Song by Arturo "Zambo" Cavero and Óscar Avilés
- English title: With You, Peru
- Released: 1977
- Genre: Peruvian waltz;
- Songwriter: Augusto Polo Campos

= Contigo Perú =

1977 song by Augusto Polo Campos

"Contigo Perú" (English: "With You, Peru") is a Peruvian waltz composed by Augusto Polo Campos in 1977. The song is widely regarded as the unofficial anthem of the Peru national football team and one of the most recognizable patriotic songs in Peru.

==Background and composition==
According to Augusto Polo Campos, the song was commissioned by Peruvian president Francisco Morales Bermúdez, then head of the Revolutionary Government of the Armed Forces, through General Augusto Vinatea. The objective was to create a patriotic waltz that would support the Peru national football team during the qualification campaign for the 1978 FIFA World Cup in Argentina.

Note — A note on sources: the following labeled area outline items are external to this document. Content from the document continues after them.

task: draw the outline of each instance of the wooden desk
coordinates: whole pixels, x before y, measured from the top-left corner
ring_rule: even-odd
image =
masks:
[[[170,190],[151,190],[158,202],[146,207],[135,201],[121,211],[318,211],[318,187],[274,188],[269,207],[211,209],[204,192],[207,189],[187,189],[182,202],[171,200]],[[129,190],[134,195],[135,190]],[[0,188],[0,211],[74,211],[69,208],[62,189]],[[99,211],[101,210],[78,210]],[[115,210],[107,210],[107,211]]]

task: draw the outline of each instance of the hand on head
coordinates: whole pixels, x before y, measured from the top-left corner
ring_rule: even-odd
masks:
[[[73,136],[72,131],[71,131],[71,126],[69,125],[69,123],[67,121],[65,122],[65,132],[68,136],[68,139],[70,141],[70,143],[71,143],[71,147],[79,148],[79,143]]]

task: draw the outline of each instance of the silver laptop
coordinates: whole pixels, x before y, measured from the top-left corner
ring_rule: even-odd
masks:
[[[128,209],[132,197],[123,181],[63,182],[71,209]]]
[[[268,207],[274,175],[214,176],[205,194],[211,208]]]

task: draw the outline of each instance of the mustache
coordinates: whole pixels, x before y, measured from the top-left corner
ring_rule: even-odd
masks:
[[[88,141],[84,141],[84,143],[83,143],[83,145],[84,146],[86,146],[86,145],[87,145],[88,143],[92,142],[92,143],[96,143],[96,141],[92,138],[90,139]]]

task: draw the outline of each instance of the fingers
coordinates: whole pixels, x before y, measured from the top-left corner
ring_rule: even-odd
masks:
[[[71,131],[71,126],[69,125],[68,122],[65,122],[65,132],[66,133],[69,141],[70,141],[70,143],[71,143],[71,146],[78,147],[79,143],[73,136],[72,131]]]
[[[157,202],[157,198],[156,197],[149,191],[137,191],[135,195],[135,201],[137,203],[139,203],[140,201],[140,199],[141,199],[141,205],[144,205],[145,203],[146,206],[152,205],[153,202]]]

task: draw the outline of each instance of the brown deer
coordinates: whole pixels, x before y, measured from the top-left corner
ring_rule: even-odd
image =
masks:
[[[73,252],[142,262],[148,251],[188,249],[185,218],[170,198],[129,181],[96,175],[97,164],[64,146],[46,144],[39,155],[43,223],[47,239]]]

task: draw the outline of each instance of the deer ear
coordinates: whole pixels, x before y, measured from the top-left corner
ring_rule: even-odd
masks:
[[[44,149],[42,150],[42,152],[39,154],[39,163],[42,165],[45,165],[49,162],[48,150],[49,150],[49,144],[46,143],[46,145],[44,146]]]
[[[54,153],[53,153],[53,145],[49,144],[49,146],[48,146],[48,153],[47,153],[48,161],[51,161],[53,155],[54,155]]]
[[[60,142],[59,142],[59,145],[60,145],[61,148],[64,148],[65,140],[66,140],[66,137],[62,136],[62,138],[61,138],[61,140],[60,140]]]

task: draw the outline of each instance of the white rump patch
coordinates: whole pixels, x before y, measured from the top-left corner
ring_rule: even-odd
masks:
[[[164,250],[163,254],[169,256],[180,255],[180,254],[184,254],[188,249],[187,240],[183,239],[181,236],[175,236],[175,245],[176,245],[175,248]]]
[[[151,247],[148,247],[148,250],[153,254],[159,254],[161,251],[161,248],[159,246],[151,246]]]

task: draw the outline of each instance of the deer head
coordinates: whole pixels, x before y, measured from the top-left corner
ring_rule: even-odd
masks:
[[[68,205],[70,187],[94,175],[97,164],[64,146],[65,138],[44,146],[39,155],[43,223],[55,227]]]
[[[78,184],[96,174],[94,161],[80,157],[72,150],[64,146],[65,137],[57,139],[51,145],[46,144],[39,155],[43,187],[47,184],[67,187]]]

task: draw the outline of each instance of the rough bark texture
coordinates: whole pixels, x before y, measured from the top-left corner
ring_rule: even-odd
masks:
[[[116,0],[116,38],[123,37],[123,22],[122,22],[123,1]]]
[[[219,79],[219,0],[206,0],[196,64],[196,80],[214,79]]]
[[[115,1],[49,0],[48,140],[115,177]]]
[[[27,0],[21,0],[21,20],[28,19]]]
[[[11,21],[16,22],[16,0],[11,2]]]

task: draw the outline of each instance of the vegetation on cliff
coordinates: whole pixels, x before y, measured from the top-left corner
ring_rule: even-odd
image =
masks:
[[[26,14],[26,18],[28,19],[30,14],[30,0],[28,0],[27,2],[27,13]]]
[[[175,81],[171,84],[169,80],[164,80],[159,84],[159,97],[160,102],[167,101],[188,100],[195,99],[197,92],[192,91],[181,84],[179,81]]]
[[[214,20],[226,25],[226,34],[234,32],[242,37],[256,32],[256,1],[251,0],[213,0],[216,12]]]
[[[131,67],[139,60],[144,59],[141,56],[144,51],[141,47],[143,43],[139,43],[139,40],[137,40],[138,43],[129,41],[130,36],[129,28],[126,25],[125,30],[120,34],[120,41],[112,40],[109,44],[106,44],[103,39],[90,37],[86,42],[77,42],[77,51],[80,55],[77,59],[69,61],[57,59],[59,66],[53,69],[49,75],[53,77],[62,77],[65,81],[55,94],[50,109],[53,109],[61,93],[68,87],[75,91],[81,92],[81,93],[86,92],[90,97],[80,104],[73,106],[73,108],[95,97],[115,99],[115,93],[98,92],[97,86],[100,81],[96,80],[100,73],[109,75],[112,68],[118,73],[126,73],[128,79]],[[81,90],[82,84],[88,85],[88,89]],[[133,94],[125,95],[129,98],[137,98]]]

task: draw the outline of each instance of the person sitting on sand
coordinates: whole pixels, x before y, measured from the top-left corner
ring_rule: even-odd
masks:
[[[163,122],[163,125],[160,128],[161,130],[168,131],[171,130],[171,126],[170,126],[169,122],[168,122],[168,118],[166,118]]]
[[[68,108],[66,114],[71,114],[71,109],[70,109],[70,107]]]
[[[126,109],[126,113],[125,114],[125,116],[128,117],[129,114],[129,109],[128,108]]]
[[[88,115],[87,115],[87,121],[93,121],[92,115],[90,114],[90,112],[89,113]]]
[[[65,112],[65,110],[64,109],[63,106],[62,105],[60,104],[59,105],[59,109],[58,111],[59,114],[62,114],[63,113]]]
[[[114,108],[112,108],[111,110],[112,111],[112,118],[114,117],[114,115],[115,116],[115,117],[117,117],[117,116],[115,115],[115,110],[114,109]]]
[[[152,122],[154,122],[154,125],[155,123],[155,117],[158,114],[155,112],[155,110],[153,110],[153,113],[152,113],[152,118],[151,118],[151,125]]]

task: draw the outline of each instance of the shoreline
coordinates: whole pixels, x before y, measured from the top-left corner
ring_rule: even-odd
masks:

Polo Campos was reportedly given fifteen days to complete the composition and would receive US$15,000 for the commission. In an interview for the television program Sucedió en el Perú, he stated that he wrote the lyrics in only fifteen minutes while sitting at the Café Haití in Lima.

==First performance==
The song was first performed at the National Stadium of Peru before an audience of approximately 43,000 spectators. The performers were Augusto Polo Campos himself alongside Arturo "Zambo" Cavero and Óscar Avilés. The presentation took place after Peru's 2–0 victory over the Chile national football team during the 1978 World Cup qualification campaign.

==Legacy==
Over the decades, "Contigo Perú" has become one of the most emblematic songs associated with Peruvian national identity and football culture. It is frequently performed during matches involving the Peru national football team and at civic celebrations.

In October 2018, the musical work of Augusto Polo Campos, including "Contigo Perú", was declared part of the Cultural Heritage of the Nation by the Peruvian government.